Posted by: David Cavlovic | October 19, 2009 at 09:53 AM
to David: Ah, but the Nazis had a way to rationalize their inability to tell the difference between an Aryan and a Jewish composer/conductor/violinist/singer/streetcar conductor: when the "non-Aryan" fooled the stout Teuton, it was proof of the diabolical cleverness of their mimicry, and further proof that they're a slippery, tricky lot! ("Never get in a pee fight with a skunk," my father always observes..)
to Jon: Around the same time as that dream, he made a mistake in the transposition of a trombone passage in Parsifal, and told Cosima that "Mendelssohn would never have made a mistake like that." Incredibly, unimaginably mixed, screed-up feelings at work here.
And the ps is a put-on. I defy anyone who doesn't already know to differentiate Clara Schumann's music from her husband's or Brahms, based on audible "gender." Whatever else gender and "race" are with respect to music, audibly discernible ain't it.
M
Posted by: MW Morse | October 19, 2009 at 02:59 PM
Michael--I have had students who swore they could discern the difference. . . difference of tone, of something. That's why I couch my response with "if"--my confidence is a bit shaken that maybe some hear things I don't.
Posted by: jonathan | October 19, 2009 at 11:55 PM
Well, there is a theory out there that some of the Lieder Ohne Worte were actually written by Fanny and not by Felix, but because she was a girl, the family felt it would be better if they were published under her brother's name. If that's true, then which ones? Can't tell, can we? So much for gender identification in music.
As for Hitler's rationale, it's "perfect" in its totality. Remember, he blamed the Jews for the "worst" control ever perpetrated on the Aryan: Christianity!! Yes, even Christianity is a Jewish plot. After all, Jesus was a Jew, and this Jewish perversion has tainted the Nordic soul. He even thought Islam would have been a better choice of religion for the Deutscher Seele. Fortunately for Islam, it didn't happen.

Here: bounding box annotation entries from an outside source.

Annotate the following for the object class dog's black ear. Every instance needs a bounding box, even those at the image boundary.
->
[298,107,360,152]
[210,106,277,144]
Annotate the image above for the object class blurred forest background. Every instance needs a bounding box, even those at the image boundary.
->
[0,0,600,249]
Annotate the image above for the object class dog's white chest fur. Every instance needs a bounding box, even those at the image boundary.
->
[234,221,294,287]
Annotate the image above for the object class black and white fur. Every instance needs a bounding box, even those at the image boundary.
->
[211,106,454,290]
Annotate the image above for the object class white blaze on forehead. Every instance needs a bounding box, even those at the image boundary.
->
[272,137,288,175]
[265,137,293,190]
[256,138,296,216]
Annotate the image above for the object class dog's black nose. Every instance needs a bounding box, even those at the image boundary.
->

Posted by: David Cavlovic | October 20, 2009 at 08:00 AM
But is this difference "heard" also in the written music? Or is it a performance phenomenon? I wonder what the "difference of tone" (is this some kind of common musical gender stereotype concept based on statistical evidence? or just an individual listener's conclusion from experience of a gendered difference in musical expression/musical works? surely it doesn't have to say something also about the social/biological status of the human/s involved?) would be heard as, if that discerning listener had to decide between different interpretations of the same pieces (for example three songs by the composers Schumann/Schumann/Brahms) that they hadn't heard (about) before, executed by performers who also didn't know the music or who composed what before. And I do wonder if there will be audible differences in performances of works if the musicians are consciously aware of the gender, age, ethnicity or social class of the composer and are trying to "interpret" that quality as part of the performance. What happens to the supposed musical gender stereotype thinking (in performers and listeners) if they are told that a song cycle by Robert Schumann, for example the "Frauenliebe" songs, were composed by Clara?
Posted by: Maria Lj | October 20, 2009 at 08:06 AM
I thought that your observations were very interesting. I have found that when I dress in a certain way (i.e. more professionally), people treat me differently. But now I think that I may see myself in a different way and therefore act that specific role.